DARPA E3 Datasets. The DARPA Engagement 3 datasets (See Table 2), as a part of the DARPA Transparent Computing program, are collected among an enterprise network during an adversarial engagement. APT attacks exploiting different vulnerabilities [20] are conducted by the red team to exfiltrate sensitive information. Blue teams try to identify those attacks by auditing the network hosts and performing causality analysis on them. Trace, THEIA and CADETS sub-datasets are included in our evaluation. These three sub-datasets consist of a total 51.69 GB of audit records, containing as many as

6, 539, 677

system entities and 68,127,444 interactions.

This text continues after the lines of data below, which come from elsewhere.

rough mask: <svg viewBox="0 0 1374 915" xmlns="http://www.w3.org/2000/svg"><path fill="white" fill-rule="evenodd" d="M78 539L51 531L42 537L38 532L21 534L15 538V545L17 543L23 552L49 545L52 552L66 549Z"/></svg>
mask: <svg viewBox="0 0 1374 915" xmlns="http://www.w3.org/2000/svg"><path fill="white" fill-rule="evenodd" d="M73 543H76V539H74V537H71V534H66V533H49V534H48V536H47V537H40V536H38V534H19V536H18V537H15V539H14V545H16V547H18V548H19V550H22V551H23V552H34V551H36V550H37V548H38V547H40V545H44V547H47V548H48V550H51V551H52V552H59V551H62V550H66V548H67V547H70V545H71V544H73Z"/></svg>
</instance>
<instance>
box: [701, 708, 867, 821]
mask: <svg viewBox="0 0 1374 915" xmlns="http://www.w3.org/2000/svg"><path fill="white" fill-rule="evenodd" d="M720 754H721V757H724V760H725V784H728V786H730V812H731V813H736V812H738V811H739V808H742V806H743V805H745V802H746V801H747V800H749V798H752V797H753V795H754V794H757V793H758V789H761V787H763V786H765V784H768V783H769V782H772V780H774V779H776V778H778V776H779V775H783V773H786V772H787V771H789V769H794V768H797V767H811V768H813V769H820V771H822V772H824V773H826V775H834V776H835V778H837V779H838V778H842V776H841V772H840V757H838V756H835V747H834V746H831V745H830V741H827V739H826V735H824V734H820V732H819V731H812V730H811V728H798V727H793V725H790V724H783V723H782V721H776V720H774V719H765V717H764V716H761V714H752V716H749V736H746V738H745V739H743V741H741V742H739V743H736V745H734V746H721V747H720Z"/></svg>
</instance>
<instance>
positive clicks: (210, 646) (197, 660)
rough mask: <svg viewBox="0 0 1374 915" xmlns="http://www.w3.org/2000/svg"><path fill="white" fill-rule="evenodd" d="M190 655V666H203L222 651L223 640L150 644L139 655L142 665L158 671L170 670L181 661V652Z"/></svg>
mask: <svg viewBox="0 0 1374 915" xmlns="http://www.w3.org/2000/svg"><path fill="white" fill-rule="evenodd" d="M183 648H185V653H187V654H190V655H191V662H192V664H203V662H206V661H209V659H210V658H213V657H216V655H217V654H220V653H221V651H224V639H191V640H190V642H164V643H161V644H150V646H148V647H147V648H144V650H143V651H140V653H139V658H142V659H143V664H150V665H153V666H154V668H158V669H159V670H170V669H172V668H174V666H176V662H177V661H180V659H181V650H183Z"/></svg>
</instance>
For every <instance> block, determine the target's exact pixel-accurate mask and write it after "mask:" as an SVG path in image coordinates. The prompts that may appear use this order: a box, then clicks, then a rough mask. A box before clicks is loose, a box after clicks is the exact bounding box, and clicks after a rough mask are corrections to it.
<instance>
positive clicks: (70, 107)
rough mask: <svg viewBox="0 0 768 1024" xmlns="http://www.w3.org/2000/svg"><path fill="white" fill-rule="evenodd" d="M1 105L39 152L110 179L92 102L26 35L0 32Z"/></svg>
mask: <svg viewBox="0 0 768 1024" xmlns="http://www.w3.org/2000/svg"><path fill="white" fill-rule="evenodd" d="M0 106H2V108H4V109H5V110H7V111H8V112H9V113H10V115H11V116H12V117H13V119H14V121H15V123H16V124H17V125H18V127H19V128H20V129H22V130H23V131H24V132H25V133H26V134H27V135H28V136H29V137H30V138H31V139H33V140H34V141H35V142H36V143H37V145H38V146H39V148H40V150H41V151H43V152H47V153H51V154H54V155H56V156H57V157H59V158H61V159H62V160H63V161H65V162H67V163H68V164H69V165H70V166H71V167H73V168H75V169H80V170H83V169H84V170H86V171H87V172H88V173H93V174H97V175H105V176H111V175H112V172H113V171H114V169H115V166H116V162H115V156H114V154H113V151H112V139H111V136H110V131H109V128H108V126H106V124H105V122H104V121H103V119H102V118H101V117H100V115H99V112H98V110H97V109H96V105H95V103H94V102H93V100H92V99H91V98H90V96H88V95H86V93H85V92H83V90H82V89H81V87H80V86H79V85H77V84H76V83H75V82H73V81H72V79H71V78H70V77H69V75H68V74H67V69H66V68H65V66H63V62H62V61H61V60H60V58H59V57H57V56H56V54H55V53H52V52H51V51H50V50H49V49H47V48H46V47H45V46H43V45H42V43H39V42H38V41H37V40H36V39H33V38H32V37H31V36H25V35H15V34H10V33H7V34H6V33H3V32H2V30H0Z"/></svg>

Thus, we evaluate MAGIC’s system entity level detection ability and address the overhead issue on these datasets.
DARPA E3 数据集。DARPA Engagement 3 数据集（见表 2）作为 DARPA 透明计算计划的一部分，是在对抗性交互中从企业网络中收集的。红队利用不同的漏洞进行 APT 攻击 [20]，以窃取敏感信息。蓝队通过审计网络主机并对其进行因果分析来识别这些攻击。我们的评估中包括 Trace、THEIA 和 CADETS 子数据集。这三个子数据集总共包含 51.69 GB 的审计记录，涉及多达

6, 539, 677

个系统实体和 68,127,444 次交互。因此，我们评估 MAGIC 的系统实体级检测能力，并解决这些数据集上的开销问题。

For different dataset, we employ different dataset splits to evaluate the model and we use only benign samples for training. For the StreamSpot dataset, we randomly choose 400 batches out of 500 benign logs for training and the rest for testing, resulting in an balanced test set. For the Unicorn Wget dataset, 100 batches of benign logs are selected for training
对于不同的数据集，我们采用不同的数据集划分来评估模型，并且仅使用良性样本进行训练。对于 StreamSpot 数据集，我们随机选择 500 个良性日志中的 400 个批次进行训练，其余用于测试，从而形成一个平衡的测试集。对于 Unicorn Wget 数据集，选择 100 个良性日志批次进行训练。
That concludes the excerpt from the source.